C’è una ragazza di cui parlano tutti e dicono che è bravissima, una sorta di Santa, una che viene dalla Polonia che si è fatta l’Ape da sola. Me la indicano come Madre Teresa e mi faccio strada per trovarla intenta ad armeggiare con dei ferri vecchi. È l’antitesi della figa, la cosa più noiosa del mondo, ha le Crocs. Tutta la sua caparbietà da apetta operaia senza gusto estetico mi toglie il fiato. Non ce la faccio.

Provo a far le foto alle Api ma non vengono bene, c’è troppa roba intorno, una luce orrenda.
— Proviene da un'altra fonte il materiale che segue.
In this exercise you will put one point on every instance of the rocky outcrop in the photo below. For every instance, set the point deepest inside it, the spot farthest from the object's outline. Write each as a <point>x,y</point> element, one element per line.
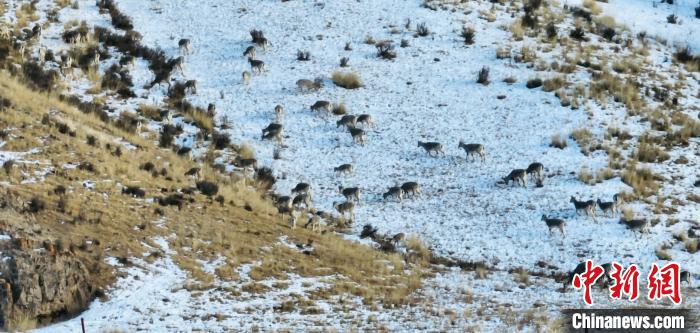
<point>40,284</point>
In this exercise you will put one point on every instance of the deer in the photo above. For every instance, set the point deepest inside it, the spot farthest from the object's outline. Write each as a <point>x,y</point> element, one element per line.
<point>432,147</point>
<point>411,187</point>
<point>302,188</point>
<point>365,120</point>
<point>473,149</point>
<point>257,66</point>
<point>347,121</point>
<point>351,194</point>
<point>535,171</point>
<point>301,199</point>
<point>279,112</point>
<point>308,85</point>
<point>249,52</point>
<point>358,135</point>
<point>639,225</point>
<point>587,207</point>
<point>516,176</point>
<point>184,46</point>
<point>345,207</point>
<point>321,105</point>
<point>343,169</point>
<point>554,223</point>
<point>272,131</point>
<point>394,192</point>
<point>191,86</point>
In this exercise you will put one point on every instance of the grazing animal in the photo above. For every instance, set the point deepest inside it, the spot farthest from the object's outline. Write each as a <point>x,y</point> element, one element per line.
<point>365,120</point>
<point>358,135</point>
<point>302,199</point>
<point>257,66</point>
<point>194,173</point>
<point>580,269</point>
<point>321,105</point>
<point>535,171</point>
<point>554,223</point>
<point>284,204</point>
<point>606,207</point>
<point>639,225</point>
<point>249,52</point>
<point>272,131</point>
<point>279,112</point>
<point>345,207</point>
<point>302,188</point>
<point>685,277</point>
<point>432,147</point>
<point>347,121</point>
<point>345,169</point>
<point>394,192</point>
<point>473,149</point>
<point>398,238</point>
<point>587,207</point>
<point>191,86</point>
<point>184,46</point>
<point>351,193</point>
<point>411,187</point>
<point>516,176</point>
<point>306,85</point>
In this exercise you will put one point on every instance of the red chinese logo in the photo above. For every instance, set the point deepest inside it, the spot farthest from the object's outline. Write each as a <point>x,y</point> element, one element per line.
<point>665,282</point>
<point>587,279</point>
<point>625,282</point>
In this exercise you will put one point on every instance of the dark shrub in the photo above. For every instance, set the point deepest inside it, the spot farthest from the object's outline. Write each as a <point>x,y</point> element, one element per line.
<point>533,83</point>
<point>208,188</point>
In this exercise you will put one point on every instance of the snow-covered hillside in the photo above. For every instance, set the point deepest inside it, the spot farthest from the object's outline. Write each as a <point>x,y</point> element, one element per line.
<point>428,93</point>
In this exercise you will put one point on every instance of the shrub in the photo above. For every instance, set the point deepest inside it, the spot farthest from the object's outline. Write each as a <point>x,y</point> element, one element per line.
<point>534,83</point>
<point>422,30</point>
<point>303,55</point>
<point>468,34</point>
<point>483,76</point>
<point>554,83</point>
<point>347,80</point>
<point>220,140</point>
<point>385,50</point>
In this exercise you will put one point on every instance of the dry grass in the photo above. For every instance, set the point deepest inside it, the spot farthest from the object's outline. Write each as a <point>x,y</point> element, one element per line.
<point>202,229</point>
<point>347,80</point>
Così lascio le antenne libere di sentire e vago per la piazza fotografando vecchie zoppe e canini di piccola taglia. Altro che le Api. E la ricerca paga perché trovo Darione, un gay di settant’anni sui 150 kg. Tre stomaci, pazzo, sguardo spiritato, mi fa mille domande, gli offro il caffè e mi dice che era un pezzo grosso di Pontedera, poi cominciamo a parlare di Istanbul che c’andava negli anni Ottanta e un taxi lo portava al mercato del sesso o al bagno turco e lì era tutto un groviglio di corpi, di odori, ma che ora si è rotto le palle di tutto. Ha le unghie nere, dita enormi, un vecchio cellulare Nokia, sembra un barbone. Eppure è stupendo, pieno di vita, totalmente fuori contesto, logorroico. Gliene frega un cazzo delle Api e a me quanto lui. E questo mi fa sentire che non sono solo. Un altro pazzoide ci punta e sento che vorrebbe partecipare alla discussione, sembra Scamarcio strafatto, coi baffi, tutto sporco. Però parlotta da solo, gesticola, ridacchia e se ne va. Meglio, perché mi faceva paura. Darione mi parla delle donne, che gli raccontano la messa e lo annoiano, o degli uomini, invasati con la topa e il calcio. Ma a lui lo entusiasmano solo i cazzi e questo me lo rende simpatico. Ci vogliono le palle per essere gay a Pontedera il giorno del raduno dell’Ape, così lontano dal Pride, dalle sfilate, dai salotti colti.

E così e solo così, sento che venire qui ha avuto un senso. Con buona pace per gli apisti, che comunque amo, figli di un creatore spietato che ci ha messi tutti assieme e poi divisi.